We start by loading in our data to a GPU dataframe with cudf
.
df = cudf.read_csv("https://github.com/jacobtomlinson/gpu-python-tutorial/raw/main/data/diabetes.csv")
df.head()
Next we need to create two separate tables. One containing the attributes of the patient except the diabetes column, and one with just the diabetes column.
X = df.drop(columns=["Outcome"])
X.head()
y = df["Outcome"].values
y[0:5]
Next we need to use the train_test_split
method from cuml
to split our data into two sets.
The first larger set will be used to train out model. We will take 80% of the data from each table and call them X_train
and y_train
. When the model is trained it will be able to see both sets of data in order to perform clustering.
The other 20% of the data will be called X_test
and y_test
. Once our model is trained we will feel our X_test
data through our model to predict whether those people have diabetes. We can then compare those pridictions with the actual y_test
data to see how accurate our model is.
We also set random_state
to 1
to make the random selection consistent, just for the purposes of this tutorial. We also set statify
which means that if 75% of people in our intial data have diabetes then 75% of people in our training set will be guarantted to have diabetes.
from cuml.model_selection import train_test_split
X_train, X_test, y_train, y_test = train_test_split(X, y, test_size=0.2, random_state=1, stratify=y)
Now that we have our training data we can import our KNeighborsClassifier
from cuml
and fit our model.
from cuml.neighbors import KNeighborsClassifier
knn = KNeighborsClassifier(n_neighbors = 3)
knn.fit(X_train,y_train)
Fitting our model happened on our GPU and now we can make some predictions. Let's predict the first five people from our test set.
knn.predict(X_test)[0:5]
We can see here that our new model thinks that the first patient has diabetes but the rest do not.
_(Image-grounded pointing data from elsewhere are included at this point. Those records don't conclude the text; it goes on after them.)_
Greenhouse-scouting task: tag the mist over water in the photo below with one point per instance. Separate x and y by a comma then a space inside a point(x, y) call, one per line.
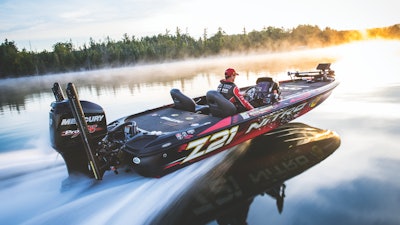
point(357, 184)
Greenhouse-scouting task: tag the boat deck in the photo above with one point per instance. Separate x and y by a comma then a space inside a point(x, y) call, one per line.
point(169, 119)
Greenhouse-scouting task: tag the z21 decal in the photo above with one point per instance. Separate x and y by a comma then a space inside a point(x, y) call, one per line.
point(213, 142)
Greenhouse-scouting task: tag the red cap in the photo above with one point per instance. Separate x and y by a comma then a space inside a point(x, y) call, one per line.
point(230, 72)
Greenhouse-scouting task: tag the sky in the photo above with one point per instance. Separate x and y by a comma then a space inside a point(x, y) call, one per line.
point(39, 24)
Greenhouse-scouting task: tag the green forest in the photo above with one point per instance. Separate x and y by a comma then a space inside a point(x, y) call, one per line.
point(66, 57)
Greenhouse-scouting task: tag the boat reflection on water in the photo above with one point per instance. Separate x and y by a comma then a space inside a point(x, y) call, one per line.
point(265, 163)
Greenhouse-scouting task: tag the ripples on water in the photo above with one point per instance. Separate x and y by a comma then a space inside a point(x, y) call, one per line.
point(358, 184)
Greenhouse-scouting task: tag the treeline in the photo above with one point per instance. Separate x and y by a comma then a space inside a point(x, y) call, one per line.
point(162, 47)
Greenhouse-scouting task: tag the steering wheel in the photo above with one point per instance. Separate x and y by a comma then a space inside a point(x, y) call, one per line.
point(249, 94)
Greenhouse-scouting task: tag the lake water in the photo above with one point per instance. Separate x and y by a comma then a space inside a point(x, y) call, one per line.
point(358, 184)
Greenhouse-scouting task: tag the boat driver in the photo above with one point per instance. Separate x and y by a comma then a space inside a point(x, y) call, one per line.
point(230, 91)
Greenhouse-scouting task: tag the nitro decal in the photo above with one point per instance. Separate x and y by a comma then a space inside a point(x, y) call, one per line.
point(89, 119)
point(75, 133)
point(210, 143)
point(289, 114)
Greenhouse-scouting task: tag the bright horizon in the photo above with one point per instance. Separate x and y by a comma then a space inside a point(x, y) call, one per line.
point(38, 25)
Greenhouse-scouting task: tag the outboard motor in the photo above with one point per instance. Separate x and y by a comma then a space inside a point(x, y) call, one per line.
point(65, 136)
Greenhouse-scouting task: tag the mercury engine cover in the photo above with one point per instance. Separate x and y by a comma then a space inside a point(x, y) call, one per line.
point(65, 136)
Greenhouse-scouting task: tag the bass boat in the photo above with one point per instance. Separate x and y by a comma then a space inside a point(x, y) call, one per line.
point(161, 140)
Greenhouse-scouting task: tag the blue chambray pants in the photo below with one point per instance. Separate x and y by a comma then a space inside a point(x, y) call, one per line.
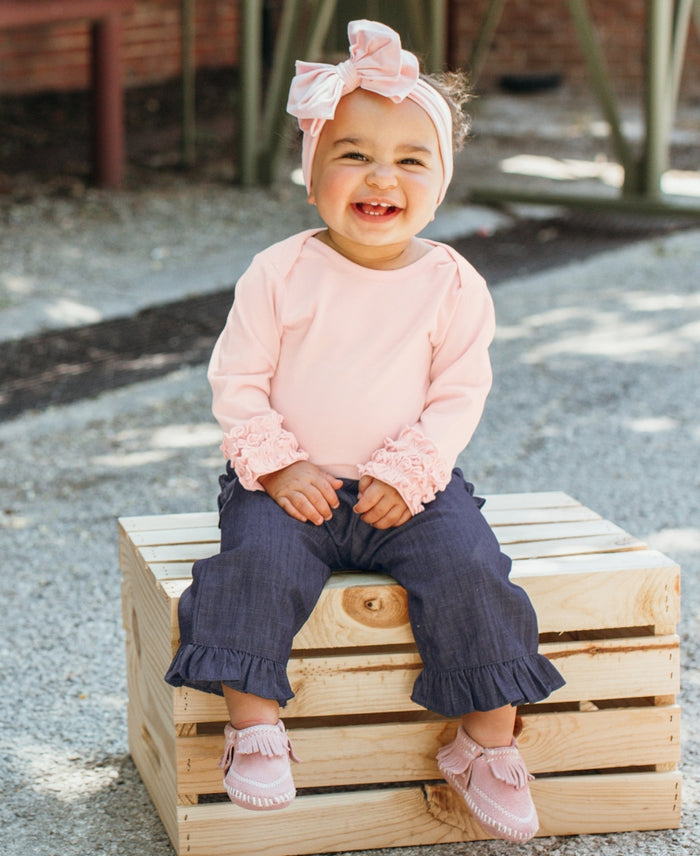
point(475, 630)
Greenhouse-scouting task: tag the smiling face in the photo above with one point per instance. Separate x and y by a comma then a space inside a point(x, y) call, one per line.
point(376, 179)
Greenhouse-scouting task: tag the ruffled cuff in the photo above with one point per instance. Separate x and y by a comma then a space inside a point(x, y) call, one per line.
point(259, 447)
point(525, 680)
point(412, 464)
point(204, 668)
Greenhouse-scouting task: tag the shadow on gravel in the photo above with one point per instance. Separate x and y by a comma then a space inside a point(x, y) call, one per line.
point(63, 366)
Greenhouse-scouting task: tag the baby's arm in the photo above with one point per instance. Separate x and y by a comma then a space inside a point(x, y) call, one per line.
point(380, 504)
point(304, 491)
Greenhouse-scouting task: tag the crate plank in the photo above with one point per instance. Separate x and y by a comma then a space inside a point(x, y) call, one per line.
point(431, 814)
point(405, 751)
point(614, 602)
point(377, 682)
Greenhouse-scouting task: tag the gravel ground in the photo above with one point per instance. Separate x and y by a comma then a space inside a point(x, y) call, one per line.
point(595, 394)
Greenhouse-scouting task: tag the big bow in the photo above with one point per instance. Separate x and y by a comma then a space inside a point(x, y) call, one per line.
point(379, 64)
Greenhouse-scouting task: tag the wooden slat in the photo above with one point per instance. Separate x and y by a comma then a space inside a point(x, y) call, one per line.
point(570, 544)
point(516, 502)
point(431, 814)
point(375, 683)
point(362, 610)
point(405, 751)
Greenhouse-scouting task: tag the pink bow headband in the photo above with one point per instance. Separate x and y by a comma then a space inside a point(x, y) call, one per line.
point(378, 64)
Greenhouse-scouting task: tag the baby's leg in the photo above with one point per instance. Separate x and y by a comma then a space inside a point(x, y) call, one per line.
point(245, 709)
point(237, 623)
point(491, 728)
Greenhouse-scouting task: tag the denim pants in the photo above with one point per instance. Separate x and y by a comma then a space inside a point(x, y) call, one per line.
point(475, 630)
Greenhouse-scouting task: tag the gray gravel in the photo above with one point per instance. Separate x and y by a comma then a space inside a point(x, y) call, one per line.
point(596, 394)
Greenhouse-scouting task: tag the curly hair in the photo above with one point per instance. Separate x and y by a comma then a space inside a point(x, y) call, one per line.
point(454, 88)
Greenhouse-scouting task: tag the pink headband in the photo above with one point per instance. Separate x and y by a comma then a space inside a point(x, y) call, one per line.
point(378, 64)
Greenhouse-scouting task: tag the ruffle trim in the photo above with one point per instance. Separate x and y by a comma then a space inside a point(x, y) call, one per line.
point(412, 464)
point(526, 680)
point(259, 447)
point(202, 667)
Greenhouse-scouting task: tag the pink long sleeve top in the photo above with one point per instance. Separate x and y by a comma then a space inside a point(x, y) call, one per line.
point(361, 371)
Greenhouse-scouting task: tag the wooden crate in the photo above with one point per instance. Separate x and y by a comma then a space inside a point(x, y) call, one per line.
point(604, 748)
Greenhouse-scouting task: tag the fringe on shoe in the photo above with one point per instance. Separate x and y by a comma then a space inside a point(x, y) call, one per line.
point(508, 766)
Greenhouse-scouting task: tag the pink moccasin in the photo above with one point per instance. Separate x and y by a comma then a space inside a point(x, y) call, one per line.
point(494, 785)
point(256, 761)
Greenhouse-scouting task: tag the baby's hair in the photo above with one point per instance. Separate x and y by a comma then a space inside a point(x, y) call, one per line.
point(454, 88)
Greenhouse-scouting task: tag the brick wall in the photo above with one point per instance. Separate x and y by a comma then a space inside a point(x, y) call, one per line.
point(537, 37)
point(57, 57)
point(533, 36)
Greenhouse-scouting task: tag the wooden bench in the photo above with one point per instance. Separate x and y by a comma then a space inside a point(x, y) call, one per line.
point(604, 748)
point(105, 18)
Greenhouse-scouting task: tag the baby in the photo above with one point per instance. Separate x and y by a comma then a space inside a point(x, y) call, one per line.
point(352, 371)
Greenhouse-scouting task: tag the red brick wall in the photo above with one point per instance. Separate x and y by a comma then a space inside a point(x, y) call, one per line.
point(57, 57)
point(533, 36)
point(537, 36)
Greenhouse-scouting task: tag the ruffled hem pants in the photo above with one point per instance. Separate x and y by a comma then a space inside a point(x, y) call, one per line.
point(475, 630)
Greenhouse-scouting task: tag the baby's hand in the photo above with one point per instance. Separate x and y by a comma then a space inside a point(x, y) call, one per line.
point(304, 491)
point(380, 504)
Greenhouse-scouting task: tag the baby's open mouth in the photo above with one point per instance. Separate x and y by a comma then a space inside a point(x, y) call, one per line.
point(376, 209)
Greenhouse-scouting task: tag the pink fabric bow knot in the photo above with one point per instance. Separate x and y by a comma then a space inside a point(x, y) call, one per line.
point(378, 64)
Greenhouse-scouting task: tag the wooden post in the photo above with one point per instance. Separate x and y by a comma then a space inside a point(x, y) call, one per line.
point(251, 90)
point(189, 131)
point(108, 107)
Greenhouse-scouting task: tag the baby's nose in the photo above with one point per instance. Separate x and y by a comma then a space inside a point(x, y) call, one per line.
point(383, 175)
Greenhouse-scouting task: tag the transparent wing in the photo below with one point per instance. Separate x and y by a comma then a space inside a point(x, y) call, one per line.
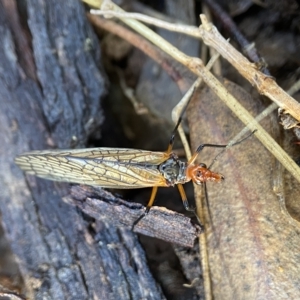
point(106, 167)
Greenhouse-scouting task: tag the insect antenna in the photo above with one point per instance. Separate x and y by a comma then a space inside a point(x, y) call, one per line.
point(229, 145)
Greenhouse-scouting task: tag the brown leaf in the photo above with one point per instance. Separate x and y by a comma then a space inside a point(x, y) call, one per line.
point(254, 245)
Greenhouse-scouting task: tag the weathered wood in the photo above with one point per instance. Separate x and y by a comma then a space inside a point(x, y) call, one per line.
point(160, 222)
point(59, 255)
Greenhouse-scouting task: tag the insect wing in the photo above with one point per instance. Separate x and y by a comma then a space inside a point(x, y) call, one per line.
point(106, 167)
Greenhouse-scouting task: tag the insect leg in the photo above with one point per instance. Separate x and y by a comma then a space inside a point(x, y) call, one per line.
point(149, 205)
point(186, 203)
point(184, 198)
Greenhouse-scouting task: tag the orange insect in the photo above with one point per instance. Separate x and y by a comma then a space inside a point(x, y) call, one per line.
point(120, 168)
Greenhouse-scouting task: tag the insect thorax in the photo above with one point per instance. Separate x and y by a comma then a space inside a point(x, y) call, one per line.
point(173, 170)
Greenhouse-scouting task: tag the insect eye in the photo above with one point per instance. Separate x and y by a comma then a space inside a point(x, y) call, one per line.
point(199, 174)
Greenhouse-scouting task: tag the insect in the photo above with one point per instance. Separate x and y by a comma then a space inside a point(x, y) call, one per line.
point(120, 168)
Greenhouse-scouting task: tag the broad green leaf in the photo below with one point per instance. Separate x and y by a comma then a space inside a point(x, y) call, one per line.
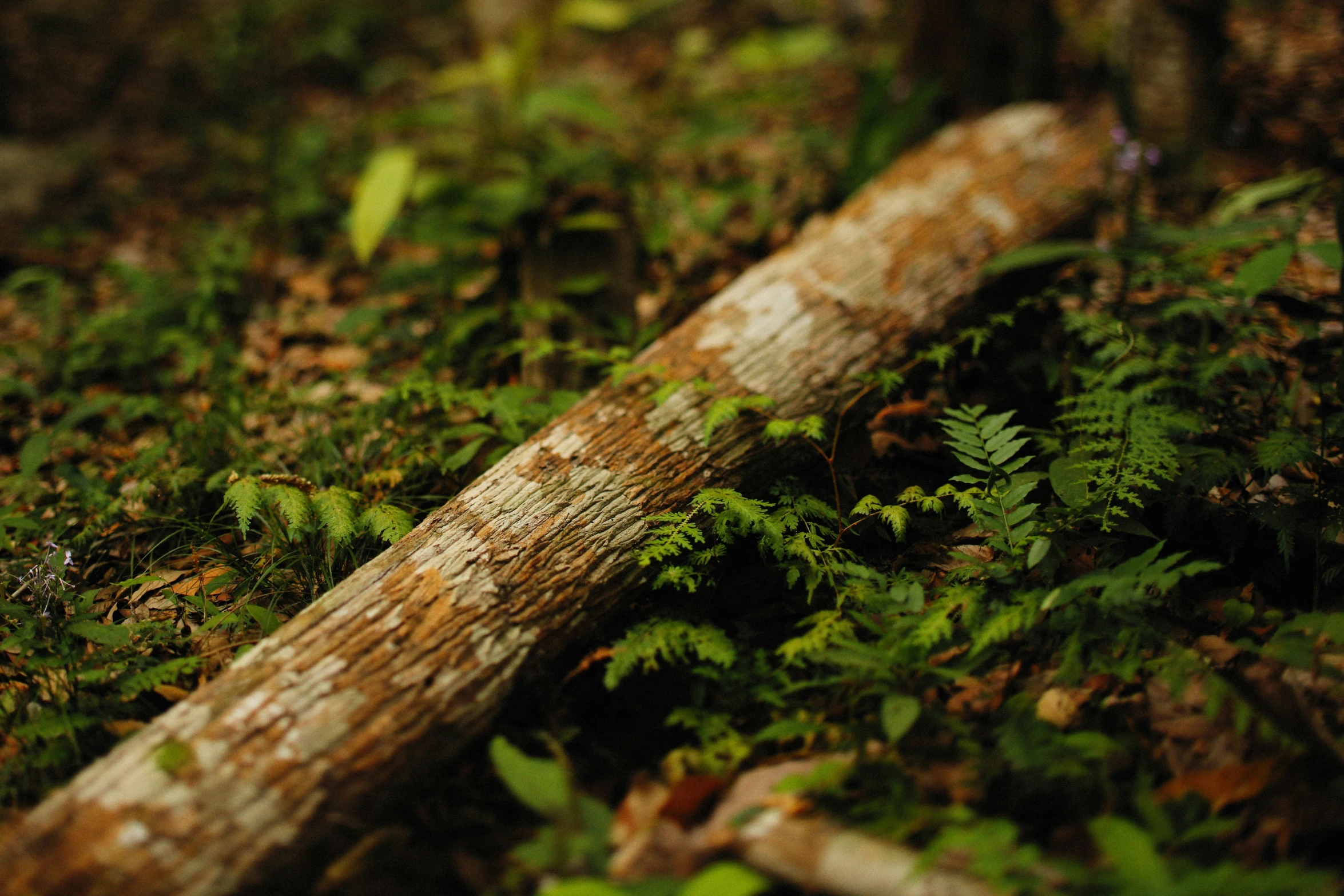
point(1252, 197)
point(539, 783)
point(596, 15)
point(1069, 479)
point(1038, 552)
point(1238, 613)
point(34, 453)
point(1039, 254)
point(378, 198)
point(898, 712)
point(1264, 269)
point(726, 879)
point(265, 618)
point(174, 755)
point(1132, 855)
point(108, 636)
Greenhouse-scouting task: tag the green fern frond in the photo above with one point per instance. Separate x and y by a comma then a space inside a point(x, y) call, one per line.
point(292, 504)
point(670, 641)
point(826, 629)
point(386, 521)
point(335, 509)
point(244, 496)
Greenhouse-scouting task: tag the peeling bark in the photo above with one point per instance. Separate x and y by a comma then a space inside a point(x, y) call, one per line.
point(414, 652)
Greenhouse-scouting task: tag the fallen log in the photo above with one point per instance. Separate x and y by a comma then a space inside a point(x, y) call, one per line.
point(259, 771)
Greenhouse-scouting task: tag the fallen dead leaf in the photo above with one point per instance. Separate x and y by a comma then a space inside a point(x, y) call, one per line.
point(689, 797)
point(959, 781)
point(981, 695)
point(1222, 786)
point(124, 727)
point(1218, 651)
point(199, 585)
point(639, 810)
point(339, 359)
point(1059, 706)
point(162, 578)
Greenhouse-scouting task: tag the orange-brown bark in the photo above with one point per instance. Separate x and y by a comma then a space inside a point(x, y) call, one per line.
point(419, 648)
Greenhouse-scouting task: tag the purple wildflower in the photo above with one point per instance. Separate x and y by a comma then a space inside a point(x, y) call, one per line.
point(1128, 158)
Let's run the whole test set through the scoring function along with the actual answers and see how well our model performs.
knn.score(X_test, y_test)
Congratulations you just trained a machine learning model on the GPU in Python and achieved a score of 69% accuracy. There are a bunch of things we could do here to improve this score, but that is beyond the scope of this tutorial.